Blumberg is chairman of an organization offering Jewish families as much as $50,000 to relocate to Dothan, Ala., an overwhelmingly Christian town of 58,000 that calls itself the Peanut Capital of the World. Get involved at Temple Emanu-El and stay at least five years, the group’s leaders say, and the money doesn’t have to be repaid.

More Jews are living in the South than ever before — about 386,000 at last count in 2001, according to Stuart Rockoff, a historian at the Goldring/Woldenberg Institute of Southern Jewish Life in Jackson, Miss. But many young Jews are leaving small towns in favor of cities such as Atlanta and Birmingham. The trend has forced dozens of small-town synagogues to close.

Launched in June, the Blumberg program has put advertisements in Jewish newspapers in Boston, Miami, Providence, R.I., and Washington, D.C., and it plans to expand the campaign.

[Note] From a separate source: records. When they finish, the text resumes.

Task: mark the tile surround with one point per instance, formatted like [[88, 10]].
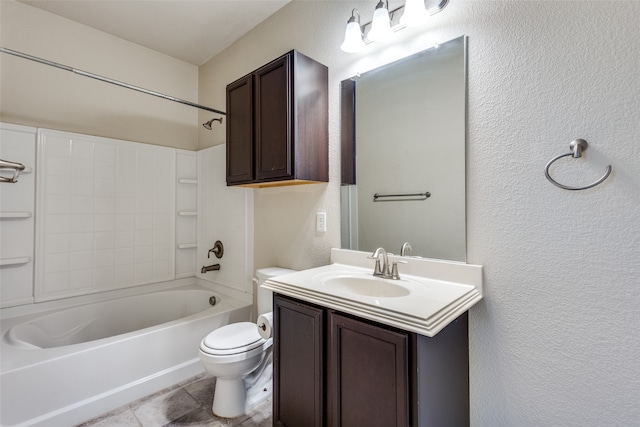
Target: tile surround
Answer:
[[104, 215]]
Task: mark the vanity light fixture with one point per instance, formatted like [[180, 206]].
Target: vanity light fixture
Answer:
[[381, 24], [353, 41], [414, 13]]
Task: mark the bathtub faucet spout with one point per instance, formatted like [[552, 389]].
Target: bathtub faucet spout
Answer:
[[213, 267]]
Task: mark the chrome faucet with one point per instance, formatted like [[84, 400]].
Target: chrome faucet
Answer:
[[381, 271], [406, 247], [213, 267], [384, 271]]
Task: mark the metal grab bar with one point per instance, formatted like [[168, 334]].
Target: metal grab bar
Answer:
[[401, 197], [577, 146], [17, 168]]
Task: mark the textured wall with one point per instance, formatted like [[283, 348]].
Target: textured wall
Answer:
[[39, 95], [555, 342]]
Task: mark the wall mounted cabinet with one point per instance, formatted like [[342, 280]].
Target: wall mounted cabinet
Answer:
[[277, 124], [336, 369]]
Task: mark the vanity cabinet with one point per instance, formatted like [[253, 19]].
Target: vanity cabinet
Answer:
[[335, 369], [277, 124]]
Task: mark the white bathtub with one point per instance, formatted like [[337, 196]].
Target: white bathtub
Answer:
[[65, 366]]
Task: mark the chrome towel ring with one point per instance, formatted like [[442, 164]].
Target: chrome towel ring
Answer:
[[577, 146], [15, 167]]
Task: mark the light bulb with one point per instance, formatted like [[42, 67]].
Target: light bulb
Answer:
[[381, 24], [352, 37], [414, 13]]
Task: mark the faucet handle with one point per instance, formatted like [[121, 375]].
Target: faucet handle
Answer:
[[377, 271], [394, 270]]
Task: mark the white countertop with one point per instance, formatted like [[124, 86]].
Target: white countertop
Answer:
[[437, 292]]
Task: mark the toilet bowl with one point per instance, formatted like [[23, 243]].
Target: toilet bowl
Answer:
[[240, 359]]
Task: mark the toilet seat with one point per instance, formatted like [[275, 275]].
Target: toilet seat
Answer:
[[232, 339]]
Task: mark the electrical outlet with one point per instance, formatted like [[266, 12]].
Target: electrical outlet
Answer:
[[321, 222]]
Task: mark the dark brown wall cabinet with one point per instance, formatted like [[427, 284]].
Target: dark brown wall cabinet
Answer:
[[277, 124], [334, 369]]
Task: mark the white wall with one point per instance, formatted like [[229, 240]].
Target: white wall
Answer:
[[555, 342], [42, 96]]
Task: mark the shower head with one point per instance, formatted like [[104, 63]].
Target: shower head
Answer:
[[207, 125]]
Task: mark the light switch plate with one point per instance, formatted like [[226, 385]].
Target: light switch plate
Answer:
[[321, 222]]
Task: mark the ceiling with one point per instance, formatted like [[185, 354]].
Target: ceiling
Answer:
[[190, 30]]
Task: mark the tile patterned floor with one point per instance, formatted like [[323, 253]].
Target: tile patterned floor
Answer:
[[184, 404]]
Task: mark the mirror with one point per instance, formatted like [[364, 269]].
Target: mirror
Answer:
[[403, 154]]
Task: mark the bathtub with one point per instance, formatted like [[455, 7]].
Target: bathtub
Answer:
[[65, 366]]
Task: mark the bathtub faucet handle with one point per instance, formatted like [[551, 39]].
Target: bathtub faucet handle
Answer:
[[213, 267]]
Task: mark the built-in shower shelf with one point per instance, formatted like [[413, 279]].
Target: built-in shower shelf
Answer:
[[5, 262], [187, 181], [14, 215], [187, 246]]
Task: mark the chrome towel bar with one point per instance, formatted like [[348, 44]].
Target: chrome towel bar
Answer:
[[16, 167], [577, 146], [401, 197]]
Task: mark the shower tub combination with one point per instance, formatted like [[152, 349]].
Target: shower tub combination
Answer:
[[64, 366]]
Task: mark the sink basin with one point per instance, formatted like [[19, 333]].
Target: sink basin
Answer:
[[367, 286]]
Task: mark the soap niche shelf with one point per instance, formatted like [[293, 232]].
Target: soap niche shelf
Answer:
[[186, 213]]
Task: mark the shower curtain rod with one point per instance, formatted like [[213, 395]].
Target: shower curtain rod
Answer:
[[108, 80]]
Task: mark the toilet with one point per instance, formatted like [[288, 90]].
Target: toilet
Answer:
[[240, 358]]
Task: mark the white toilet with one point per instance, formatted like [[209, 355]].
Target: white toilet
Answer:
[[240, 358]]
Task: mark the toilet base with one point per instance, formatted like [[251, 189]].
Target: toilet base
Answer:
[[234, 397], [229, 398]]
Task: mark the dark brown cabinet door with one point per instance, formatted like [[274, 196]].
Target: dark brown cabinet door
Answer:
[[277, 124], [298, 364], [273, 120], [240, 131], [368, 374]]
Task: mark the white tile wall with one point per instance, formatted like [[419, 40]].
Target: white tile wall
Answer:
[[105, 214], [17, 204], [225, 214]]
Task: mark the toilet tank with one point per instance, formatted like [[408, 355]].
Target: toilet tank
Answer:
[[265, 297]]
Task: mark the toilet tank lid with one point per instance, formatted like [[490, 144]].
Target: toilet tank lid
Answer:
[[266, 273]]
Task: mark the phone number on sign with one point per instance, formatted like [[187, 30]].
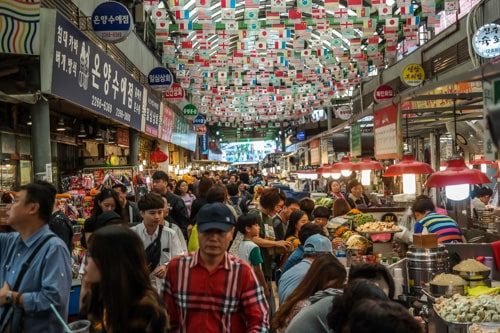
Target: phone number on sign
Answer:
[[100, 104]]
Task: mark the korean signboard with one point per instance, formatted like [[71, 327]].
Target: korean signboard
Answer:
[[486, 41], [85, 75], [383, 93], [387, 133], [151, 121], [355, 140], [175, 93], [167, 125], [413, 75], [111, 21], [190, 110]]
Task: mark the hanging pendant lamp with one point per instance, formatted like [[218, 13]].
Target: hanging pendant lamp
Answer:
[[483, 164], [457, 178], [345, 166], [408, 168], [366, 165]]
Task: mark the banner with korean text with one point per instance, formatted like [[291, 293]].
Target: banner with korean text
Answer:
[[387, 132], [84, 74]]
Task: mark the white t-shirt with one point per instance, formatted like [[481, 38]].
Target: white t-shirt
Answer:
[[170, 247]]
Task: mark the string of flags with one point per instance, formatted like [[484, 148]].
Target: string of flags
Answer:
[[243, 62]]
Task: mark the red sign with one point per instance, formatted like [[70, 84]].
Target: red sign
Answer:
[[122, 138], [167, 125], [383, 93], [200, 130], [176, 92], [387, 126]]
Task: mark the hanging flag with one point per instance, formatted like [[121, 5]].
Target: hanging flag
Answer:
[[228, 3], [182, 14], [304, 6], [278, 5], [384, 11], [294, 14], [354, 3], [204, 14], [332, 5], [251, 14], [363, 11], [392, 22]]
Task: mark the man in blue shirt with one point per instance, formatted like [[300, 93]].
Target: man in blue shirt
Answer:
[[47, 279], [314, 246]]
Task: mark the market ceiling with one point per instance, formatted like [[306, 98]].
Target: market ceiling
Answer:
[[271, 63]]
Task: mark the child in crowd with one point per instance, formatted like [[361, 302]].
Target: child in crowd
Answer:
[[321, 216], [248, 225]]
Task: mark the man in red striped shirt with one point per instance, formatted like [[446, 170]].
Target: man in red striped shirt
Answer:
[[210, 290]]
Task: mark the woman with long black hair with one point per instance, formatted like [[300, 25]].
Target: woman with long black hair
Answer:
[[120, 297]]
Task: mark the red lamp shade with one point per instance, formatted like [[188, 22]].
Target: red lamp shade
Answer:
[[456, 173], [408, 165], [158, 156], [367, 163], [483, 161], [344, 164]]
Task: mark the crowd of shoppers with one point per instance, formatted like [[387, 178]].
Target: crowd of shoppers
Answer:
[[163, 264]]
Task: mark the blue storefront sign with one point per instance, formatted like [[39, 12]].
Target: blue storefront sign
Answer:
[[199, 120], [111, 21], [160, 78], [204, 144], [152, 115], [87, 76]]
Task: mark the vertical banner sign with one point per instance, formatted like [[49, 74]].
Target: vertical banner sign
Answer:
[[111, 21], [204, 144], [151, 121], [387, 132], [85, 75], [356, 149], [314, 151], [491, 98], [167, 124]]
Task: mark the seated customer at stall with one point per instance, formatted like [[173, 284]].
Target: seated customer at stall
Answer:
[[428, 221], [357, 198]]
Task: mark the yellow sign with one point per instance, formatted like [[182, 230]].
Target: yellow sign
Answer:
[[413, 75]]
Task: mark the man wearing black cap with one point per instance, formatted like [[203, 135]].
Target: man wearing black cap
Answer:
[[210, 290]]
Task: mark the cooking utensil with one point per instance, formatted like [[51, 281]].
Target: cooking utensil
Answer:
[[482, 275], [447, 291]]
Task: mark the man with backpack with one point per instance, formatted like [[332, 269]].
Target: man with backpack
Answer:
[[36, 266], [236, 200]]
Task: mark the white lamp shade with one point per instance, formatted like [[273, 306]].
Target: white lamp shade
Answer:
[[365, 177], [345, 173], [409, 183], [457, 192]]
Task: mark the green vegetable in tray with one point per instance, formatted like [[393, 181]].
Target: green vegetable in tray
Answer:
[[361, 219], [327, 202]]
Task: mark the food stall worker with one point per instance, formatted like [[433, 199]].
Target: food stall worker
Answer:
[[333, 190], [428, 221], [481, 199], [357, 198]]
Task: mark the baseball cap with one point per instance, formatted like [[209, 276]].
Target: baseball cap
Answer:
[[318, 244], [215, 216]]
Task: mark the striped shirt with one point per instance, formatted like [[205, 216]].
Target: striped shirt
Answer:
[[445, 227], [228, 299]]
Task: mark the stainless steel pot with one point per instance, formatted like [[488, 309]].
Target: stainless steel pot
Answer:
[[447, 291]]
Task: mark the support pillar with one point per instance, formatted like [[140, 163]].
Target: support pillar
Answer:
[[40, 140], [134, 147]]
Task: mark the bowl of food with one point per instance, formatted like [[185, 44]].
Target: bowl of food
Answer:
[[472, 269], [447, 285]]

Trying to lure Jewish families to a quiet Southern town in a state with a reputation for far-right politics and racial intolerance might be difficult. About 20 Jewish families have sought information about Dothan, though none has made the move.

Rockoff credits Blumberg and the rest of the congregation with fighting to remain in Dothan, where the synagogue has a full-time rabbi and the temple, which is aligned with the Reform movement, hasn’t missed having a Friday night service in decades.

“It is a small community, but they have some deep pockets to be able to do this,” said Rockoff. “As a historian it is fascinating to see them trying to buck this trend.”